The different milking parlors
In the side-by-side or parallel milking parlor, the cows stand at right angles to the milking pit and the milker reaches through the hind legs. The herringbone milking parlor is similar, except that here the cows stand at a slight angle to the milking pit so that the animals can enter and leave the milking parlor more quickly. Both variants have the disadvantage that the cows have to wait until they are all milked out before they can go out again. In the tandem milking parlor, the cows have their own gates. They stand one behind the other parallel to the pit and all face the same direction. This allows them to watch what is happening and, if necessary, behave more calmly. Larger farms often work with a milking carousel. Here, the cows enter a rotating platform and have the milking cluster attached to them.
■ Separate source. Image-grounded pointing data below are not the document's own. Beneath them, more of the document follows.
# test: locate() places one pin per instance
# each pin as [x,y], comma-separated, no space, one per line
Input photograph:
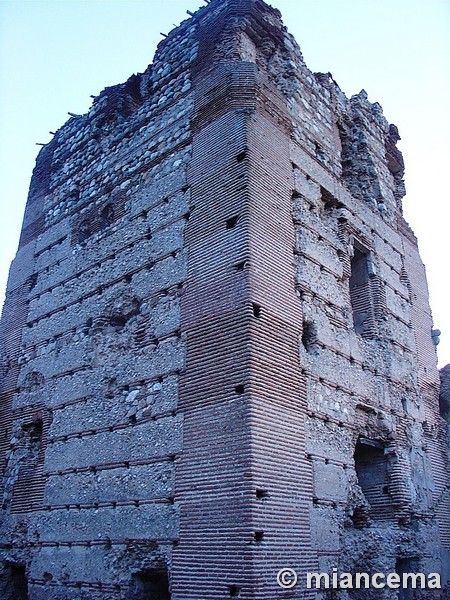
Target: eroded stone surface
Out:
[217,356]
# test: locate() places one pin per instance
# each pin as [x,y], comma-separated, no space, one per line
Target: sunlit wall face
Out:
[54,54]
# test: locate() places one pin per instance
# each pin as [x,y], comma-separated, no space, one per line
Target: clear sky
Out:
[55,53]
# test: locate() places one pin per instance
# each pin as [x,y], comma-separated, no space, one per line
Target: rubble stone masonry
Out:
[216,353]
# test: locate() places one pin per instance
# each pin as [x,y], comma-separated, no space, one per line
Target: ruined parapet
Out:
[216,338]
[444,397]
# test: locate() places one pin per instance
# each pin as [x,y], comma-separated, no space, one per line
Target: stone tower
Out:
[217,357]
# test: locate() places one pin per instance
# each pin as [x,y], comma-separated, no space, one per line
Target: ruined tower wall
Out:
[93,341]
[218,358]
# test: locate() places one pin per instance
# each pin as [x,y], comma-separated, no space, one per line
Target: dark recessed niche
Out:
[256,310]
[231,222]
[258,536]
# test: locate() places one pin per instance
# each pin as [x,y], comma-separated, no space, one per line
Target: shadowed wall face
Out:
[216,345]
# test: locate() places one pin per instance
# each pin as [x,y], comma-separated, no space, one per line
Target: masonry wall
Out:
[217,356]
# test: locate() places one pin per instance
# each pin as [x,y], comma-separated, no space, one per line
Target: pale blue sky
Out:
[55,53]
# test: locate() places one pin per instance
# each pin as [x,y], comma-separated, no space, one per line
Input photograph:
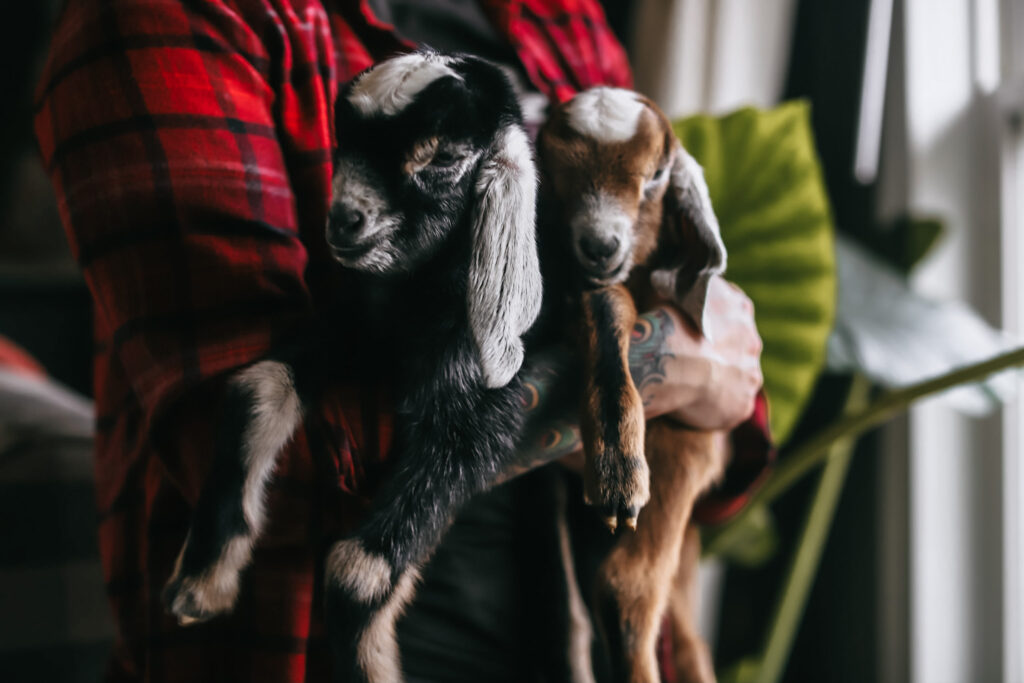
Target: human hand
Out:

After three-quarters of a turn, the cow is finished and can exit the platform to a separate area, freeing up her space for the next cow.
Easier work and improved animal health through robotics – advantages
There are milking robots that do all the work without human intervention. These are equipped with optical sensors, ultrasound and lasers and can independently attach the milking cluster to the cow. Cleaning the teats before and after milking and stimulating the flow of milk also happens automatically. The robots also do their part for animal welfare: they analyze how much milk is still in the udder so that no health damage is caused by milk residues. The milking cluster is disinfected after each cow to contain pathogens. Some models can even check the electrical conductivity of the teat and thus estimate the cow’s risk of disease.